Item 5.02 Departure of Directors or Certain Officers; Election of Directors; Appointment of
Certain Officers; Compensatory Arrangements of Certain Officers.
On May 3, 2016, Fulton Financial Corporation
(Fulton) issued a press release, which is attached as Exhibit 99.1 to this Form 8-K and incorporated herein by reference, to announce the promotions of Philmer H. Rohrbaugh and Beth Ann L. Chivinski. Effective June 1, 2016,
Mr. Rohrbaugh will become Fultons Senior Executive Vice President and Chief Operating Officer, and Ms. Chivinski will replace Mr. Rohrbaugh as Fultons Senior Executive Vice President and Chief Risk Officer and become a
member of Fultons senior management team.
Ms. Chivinski, age 55, has worked in various positions with Fulton since June of
1994. Most recently she served as Fultons Senior Executive Vice President and Chief Audit Executive since April 1, 2013. Prior to that, she served as Fultons Executive Vice President, Controller and Chief Accounting Officer from
June 2004 to March 31, 2013. Ms. Chivinski holds a Bachelor of Arts degree in Accounting from Franklin & Marshall College and is a certified public accountant.

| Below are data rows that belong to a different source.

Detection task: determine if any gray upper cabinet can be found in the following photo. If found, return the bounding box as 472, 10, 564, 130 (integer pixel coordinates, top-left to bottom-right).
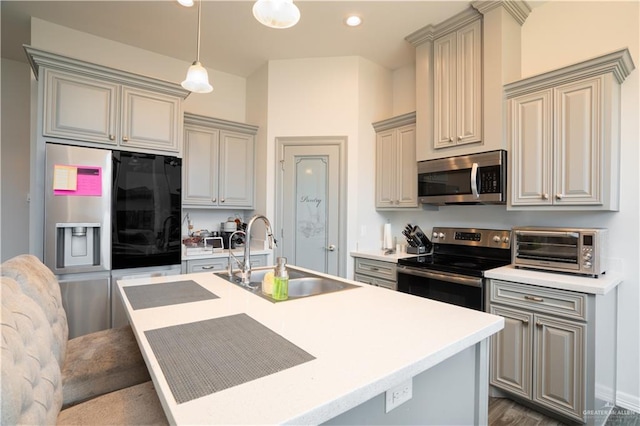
433, 19, 482, 149
373, 112, 418, 210
505, 49, 634, 211
182, 113, 258, 209
26, 47, 189, 154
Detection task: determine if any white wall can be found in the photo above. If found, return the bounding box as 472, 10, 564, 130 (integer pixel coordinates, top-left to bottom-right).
31, 18, 246, 122
386, 1, 640, 412
266, 57, 392, 276
0, 59, 31, 261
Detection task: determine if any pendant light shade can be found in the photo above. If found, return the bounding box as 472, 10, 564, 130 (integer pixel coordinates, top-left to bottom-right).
182, 61, 213, 93
253, 0, 300, 28
182, 0, 213, 93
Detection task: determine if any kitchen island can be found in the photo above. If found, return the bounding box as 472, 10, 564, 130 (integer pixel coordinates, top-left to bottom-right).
118, 268, 504, 424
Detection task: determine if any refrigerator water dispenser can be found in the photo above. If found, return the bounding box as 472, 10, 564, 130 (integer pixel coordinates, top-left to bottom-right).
56, 223, 100, 268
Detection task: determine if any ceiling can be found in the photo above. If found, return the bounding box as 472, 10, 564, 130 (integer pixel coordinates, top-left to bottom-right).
0, 0, 470, 77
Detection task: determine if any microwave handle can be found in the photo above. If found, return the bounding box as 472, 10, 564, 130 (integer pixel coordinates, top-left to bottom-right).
471, 163, 480, 198
515, 229, 580, 238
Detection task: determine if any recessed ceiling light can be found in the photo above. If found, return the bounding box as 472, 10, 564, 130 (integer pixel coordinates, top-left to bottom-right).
344, 15, 362, 27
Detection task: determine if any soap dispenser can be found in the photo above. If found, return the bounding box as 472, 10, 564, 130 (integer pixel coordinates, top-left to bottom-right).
271, 257, 289, 300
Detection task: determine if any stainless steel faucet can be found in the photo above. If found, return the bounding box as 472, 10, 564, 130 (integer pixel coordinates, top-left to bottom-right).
229, 214, 276, 285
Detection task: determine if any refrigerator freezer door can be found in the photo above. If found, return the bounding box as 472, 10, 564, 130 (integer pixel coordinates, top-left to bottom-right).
44, 143, 112, 275
58, 272, 111, 339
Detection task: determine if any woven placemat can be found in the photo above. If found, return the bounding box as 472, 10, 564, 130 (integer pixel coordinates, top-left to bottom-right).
145, 314, 315, 404
123, 280, 218, 310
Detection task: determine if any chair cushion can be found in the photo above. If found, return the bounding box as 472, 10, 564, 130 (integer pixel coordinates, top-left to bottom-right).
0, 277, 62, 425
58, 381, 169, 425
62, 325, 151, 409
0, 254, 69, 367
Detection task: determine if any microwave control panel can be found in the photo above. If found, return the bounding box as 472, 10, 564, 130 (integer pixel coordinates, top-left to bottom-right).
478, 166, 502, 194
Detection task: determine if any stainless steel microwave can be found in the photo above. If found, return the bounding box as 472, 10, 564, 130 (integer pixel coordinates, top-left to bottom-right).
418, 149, 507, 206
512, 227, 607, 276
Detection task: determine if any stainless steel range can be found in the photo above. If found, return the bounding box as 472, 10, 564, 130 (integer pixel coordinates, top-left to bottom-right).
397, 227, 511, 311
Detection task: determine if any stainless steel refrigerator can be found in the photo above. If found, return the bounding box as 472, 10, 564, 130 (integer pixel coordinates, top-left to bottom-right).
44, 144, 112, 338
44, 143, 182, 338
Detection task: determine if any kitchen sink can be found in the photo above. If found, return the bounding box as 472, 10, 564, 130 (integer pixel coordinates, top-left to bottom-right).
215, 268, 358, 302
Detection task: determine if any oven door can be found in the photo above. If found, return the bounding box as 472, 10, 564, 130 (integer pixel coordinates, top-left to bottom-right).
397, 265, 484, 311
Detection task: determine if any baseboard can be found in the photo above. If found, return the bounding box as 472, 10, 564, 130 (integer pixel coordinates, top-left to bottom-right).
616, 391, 640, 413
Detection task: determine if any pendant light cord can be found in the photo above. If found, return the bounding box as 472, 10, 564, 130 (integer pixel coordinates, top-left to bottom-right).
196, 0, 202, 62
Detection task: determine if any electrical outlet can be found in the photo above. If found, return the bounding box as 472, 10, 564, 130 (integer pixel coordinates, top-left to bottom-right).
385, 379, 413, 413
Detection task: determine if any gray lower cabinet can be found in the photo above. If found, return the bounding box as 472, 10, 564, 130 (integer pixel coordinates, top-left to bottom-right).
354, 257, 398, 290
489, 280, 616, 424
186, 255, 267, 274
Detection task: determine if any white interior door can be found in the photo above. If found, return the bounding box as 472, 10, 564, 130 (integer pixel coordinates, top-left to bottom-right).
276, 138, 345, 275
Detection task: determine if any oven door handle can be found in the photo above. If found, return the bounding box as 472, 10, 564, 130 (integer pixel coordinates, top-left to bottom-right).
397, 266, 482, 287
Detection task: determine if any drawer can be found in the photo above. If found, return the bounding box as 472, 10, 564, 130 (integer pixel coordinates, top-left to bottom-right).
355, 257, 397, 282
353, 274, 398, 290
187, 258, 229, 274
489, 280, 588, 321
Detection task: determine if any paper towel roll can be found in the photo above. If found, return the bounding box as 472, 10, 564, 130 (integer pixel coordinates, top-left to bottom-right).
383, 223, 393, 249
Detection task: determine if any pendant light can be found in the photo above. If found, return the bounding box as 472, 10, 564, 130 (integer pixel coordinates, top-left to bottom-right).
253, 0, 300, 28
182, 0, 213, 93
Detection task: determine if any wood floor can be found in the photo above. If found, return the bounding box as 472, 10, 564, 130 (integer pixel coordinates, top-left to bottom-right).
489, 398, 640, 426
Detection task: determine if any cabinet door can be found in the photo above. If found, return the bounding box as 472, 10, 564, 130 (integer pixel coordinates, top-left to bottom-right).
42, 69, 119, 145
376, 129, 398, 208
490, 305, 533, 399
396, 124, 418, 207
218, 130, 254, 208
433, 32, 457, 148
533, 315, 586, 421
451, 20, 482, 145
119, 86, 182, 153
554, 77, 603, 205
182, 126, 220, 207
507, 90, 553, 206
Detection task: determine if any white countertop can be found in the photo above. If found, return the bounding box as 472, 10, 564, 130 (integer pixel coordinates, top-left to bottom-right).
485, 265, 623, 295
182, 246, 271, 261
349, 250, 418, 263
118, 268, 504, 424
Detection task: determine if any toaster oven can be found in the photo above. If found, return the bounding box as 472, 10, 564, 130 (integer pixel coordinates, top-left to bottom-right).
512, 227, 607, 277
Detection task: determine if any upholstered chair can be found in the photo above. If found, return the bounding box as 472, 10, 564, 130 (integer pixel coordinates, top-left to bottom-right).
0, 277, 168, 425
0, 254, 150, 408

Mr. Rohrbaugh previously entered into an employment agreement with Fulton dated as of November 1, 2012, that is still in effect and
which has not been amended in connection with his promotion. His employment agreement was filed as Exhibit 10.1 to the Current Report on Form 8-K dated October 22, 2012, and incorporated herein by reference.
Ms. Chivinski also entered into an employment agreement with Fulton dated April 1, 2014 (the Employment Agreement),
which is attached hereto as Exhibit 10.1 and incorporated herein by reference. The Employment Agreement provides for an annual base salary, which currently is $314,415, and other benefits, including participation in Fultons bonus and incentive
compensation programs, retirement plans, welfare and other benefit programs. Fulton also provides Ms. Chivinski with a company car and country club membership fees. The Employment Agreement is similar to those Fulton has with other executive
officers and does not provide for an excise tax gross-up for taxes applicable to a severance payment as a result of her termination. However, if Ms. Chivinski terminates her employment for Good Reason, or her employment is
terminated without Cause (as defined in the Employment Agreement), she would be entitled to receive her base salary, and other benefits, for twelve months. If, during the period beginning 90 days before a Change in Control
(as defined in the Employment Agreement) and ending two years after such Change in Control, Ms. Chivinski is terminated by Fulton without Cause or she resigns for Good Reason, Fulton would be obligated to pay her two
times the sum of the base salary immediately before the Change in Control and the highest annual cash bonus or other incentive compensation awarded to her over the past three years, plus other benefits.
Under the Employment Agreement, if Ms. Chivinski were to suffer a total
Disability (as defined in the Employment Agreement) or death during the term, her employment would terminate, and Fulton would be obligated to pay Ms. Chivinski all amounts accrued under the Employment Agreement as of the date of
such termination. In the event Ms. Chivinski becomes subject to a total Disability (as defined in the Employment Agreement) Fulton would initially be obligated to pay her at least six months base salary, thereafter, for as long as
she continues to be disabled, Fulton would be obligated to continue to pay her at least 60% of the base salary until the earlier of the her death, or otherwise, until she turns 65 years old.
The Employment Agreement further prohibits Ms. Chivinski from, directly or indirectly, competing with, or soliciting or contacting any
customers, employees or suppliers of, Fulton for a period of one (1) year after her separation from service with Fulton, and subjects her to any clawback policy that the Board of Directors may adopt.
There is no arrangement or understanding between Ms. Chivinski and any other person pursuant to which she was selected as an officer of
Fulton and there are no family relationships between Ms. Chivinski and any of Fultons directors or executive officers. There are no transactions to which Fulton is a party and in which Ms. Chivinski has a direct or indirect material
interest that is required to be disclosed. Fultons subsidiary banks have entered into lending and other transactions in the ordinary course of business with Fultons executive officers, and Fulton may have similar transactions with
Ms. Chivinski in the future. Transactions with executive officers made by Fultons affiliate banks have been on substantially the same terms, including interest rates and collateral, as those prevailing at the time for comparable loans and
transactions with persons not related to or employed by Fulton, and did not involve more than the normal risk of collectability or present other unfavorable features.
The preceding is a summary of the material terms of the Employment Agreement and is qualified in its entirety by reference to the Employment
Agreement, which is attached hereto as Exhibit 10.1 and incorporated herein by reference.